Haroon Siddiqui, the Toronto Star's editorial page editor emeritus, has a somewhat different perspective on Robert Fisk than does the Globe's Marcus Gee.

Some excerpts from Siddiqui's Sunday column:

The speaker is Robert Fisk, the world's most famous foreign correspondent, with the courage and know-how to spurn the journalistic bunkers of Baghdad and venture out on to the highways and byways of death, albeit in fewer and fewer forays.

He was in Toronto on a North American launch tour of his 1,366-page biography The Great War for Civilization: The Conquest of the Middle East, written over 16 years. Its run of 50,000 copies is being followed with French and Arabic translations.

Fisk spoke to an overflow audience of 800 at U of T Wednesday. Here's what he said there and in an interview.

Bin Laden: "He is irrelevant. Al Qaeda exists. The monster exists. It's the most extraordinary institution, in that it has no membership. It's an NGO system of international terror.

"I don't even think Al Qaeda has a worldwide web. Do you think that the men who blew up the trains in London on 7/7 knew the bombers of Bali? No. Do you think the bombers in Madrid had any idea what was going to happen in London? No.

"Do you think they all had contact with bin Laden? Maybe, but I doubt it. But you see, it's not necessary any more. It's like avian flu. It doesn't matter which chicken started it."

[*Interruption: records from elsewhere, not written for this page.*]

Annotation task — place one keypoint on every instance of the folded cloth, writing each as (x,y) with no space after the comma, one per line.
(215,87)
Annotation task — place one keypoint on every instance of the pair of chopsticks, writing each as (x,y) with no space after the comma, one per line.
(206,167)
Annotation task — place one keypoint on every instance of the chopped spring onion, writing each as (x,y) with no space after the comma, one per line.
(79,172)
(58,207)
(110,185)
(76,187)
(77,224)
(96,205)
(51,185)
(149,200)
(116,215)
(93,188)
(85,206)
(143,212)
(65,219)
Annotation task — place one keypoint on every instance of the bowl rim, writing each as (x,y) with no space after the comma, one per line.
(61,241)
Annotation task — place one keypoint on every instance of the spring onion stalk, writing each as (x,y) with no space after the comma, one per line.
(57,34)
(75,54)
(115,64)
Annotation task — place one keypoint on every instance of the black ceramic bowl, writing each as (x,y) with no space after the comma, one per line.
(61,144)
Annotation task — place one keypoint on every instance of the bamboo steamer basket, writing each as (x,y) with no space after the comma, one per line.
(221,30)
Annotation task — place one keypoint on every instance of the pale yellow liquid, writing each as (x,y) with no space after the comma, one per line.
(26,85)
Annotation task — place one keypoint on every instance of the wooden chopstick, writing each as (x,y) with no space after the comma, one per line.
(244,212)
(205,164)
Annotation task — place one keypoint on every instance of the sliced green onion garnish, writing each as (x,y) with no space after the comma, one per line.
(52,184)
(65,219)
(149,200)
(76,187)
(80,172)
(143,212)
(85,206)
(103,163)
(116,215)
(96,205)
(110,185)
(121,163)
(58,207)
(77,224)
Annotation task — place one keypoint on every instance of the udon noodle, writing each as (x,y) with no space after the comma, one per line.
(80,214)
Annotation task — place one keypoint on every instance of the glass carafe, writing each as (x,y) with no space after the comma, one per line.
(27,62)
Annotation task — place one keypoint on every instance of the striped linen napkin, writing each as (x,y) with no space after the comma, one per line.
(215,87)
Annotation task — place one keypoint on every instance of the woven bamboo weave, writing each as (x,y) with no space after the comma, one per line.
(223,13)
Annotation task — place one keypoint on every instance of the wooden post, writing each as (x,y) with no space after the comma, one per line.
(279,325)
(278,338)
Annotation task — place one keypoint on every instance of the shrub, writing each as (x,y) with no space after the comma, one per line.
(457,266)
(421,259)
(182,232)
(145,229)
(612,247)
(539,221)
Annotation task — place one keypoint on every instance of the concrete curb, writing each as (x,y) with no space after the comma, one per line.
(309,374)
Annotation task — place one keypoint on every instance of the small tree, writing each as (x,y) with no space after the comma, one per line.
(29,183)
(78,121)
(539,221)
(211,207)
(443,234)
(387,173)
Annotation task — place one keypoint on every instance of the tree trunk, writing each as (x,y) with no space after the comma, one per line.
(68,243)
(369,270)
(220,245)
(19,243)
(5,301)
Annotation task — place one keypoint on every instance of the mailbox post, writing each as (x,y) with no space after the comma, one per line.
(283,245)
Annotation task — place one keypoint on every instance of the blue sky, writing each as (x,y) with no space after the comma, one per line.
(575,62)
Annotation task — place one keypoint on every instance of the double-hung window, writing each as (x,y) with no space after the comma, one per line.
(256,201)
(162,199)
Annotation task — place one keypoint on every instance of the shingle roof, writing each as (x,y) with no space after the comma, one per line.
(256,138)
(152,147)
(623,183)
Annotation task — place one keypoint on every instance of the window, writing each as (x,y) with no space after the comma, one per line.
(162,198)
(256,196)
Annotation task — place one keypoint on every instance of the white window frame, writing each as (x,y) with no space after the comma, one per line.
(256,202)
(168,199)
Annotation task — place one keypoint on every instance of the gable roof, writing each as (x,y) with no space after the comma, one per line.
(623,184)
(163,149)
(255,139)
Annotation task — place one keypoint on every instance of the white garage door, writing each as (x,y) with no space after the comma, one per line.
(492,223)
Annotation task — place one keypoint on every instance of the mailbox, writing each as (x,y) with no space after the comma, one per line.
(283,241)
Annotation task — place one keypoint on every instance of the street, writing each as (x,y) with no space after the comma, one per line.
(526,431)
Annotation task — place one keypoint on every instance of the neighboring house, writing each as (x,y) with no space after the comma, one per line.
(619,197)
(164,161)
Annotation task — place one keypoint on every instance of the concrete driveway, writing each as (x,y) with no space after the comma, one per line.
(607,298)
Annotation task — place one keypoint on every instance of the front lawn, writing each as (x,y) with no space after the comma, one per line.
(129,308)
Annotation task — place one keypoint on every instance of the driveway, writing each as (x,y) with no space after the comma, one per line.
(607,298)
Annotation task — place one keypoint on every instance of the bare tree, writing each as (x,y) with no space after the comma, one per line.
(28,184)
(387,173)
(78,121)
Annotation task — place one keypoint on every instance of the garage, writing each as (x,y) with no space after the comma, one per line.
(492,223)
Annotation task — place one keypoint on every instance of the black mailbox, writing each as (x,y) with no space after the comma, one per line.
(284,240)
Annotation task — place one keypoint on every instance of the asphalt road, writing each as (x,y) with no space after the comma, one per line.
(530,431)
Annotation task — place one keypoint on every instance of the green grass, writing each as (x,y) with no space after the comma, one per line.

Civil war: "I don't think there will be one. I've never heard an Iraqi talk of a civil war. Never. Americans and the Iraqi government officials, yes.

"The first time I heard of civil war was in 2003 when the U.S. spokesman Dan Senor spoke of it, to frighten the Iraqis into obedience. There has never been a civil war in Iraq. But someone does want one: hitting Shi'ite mosques, Shi'ite marketplaces, Shi'ite bus stations."

Who? "We are supposed to believe it's Al Qaeda and (Abu Musab al) Zarqawi. I don't know. We are so restricted in our movements. I still move around but I am still restricted."

Zarqawi? "He is a mystery. Is he alive? His wife, of whom he is very possessive, works for a living. His mother died last year and he didn't even send condolences — odd for a man who claims to be a super-Muslim. Is it possible he is dead? I have never heard his voice, except for the American ID of his voice."

Democracy: George W. "Bush said it'd only be a short time before every Arab state would want to be like Iraq. The experiment is over, thank you. If this is democracy, heaven spare us all.

"I think the Arabs would like a freedom of another kind: They want freedom from us."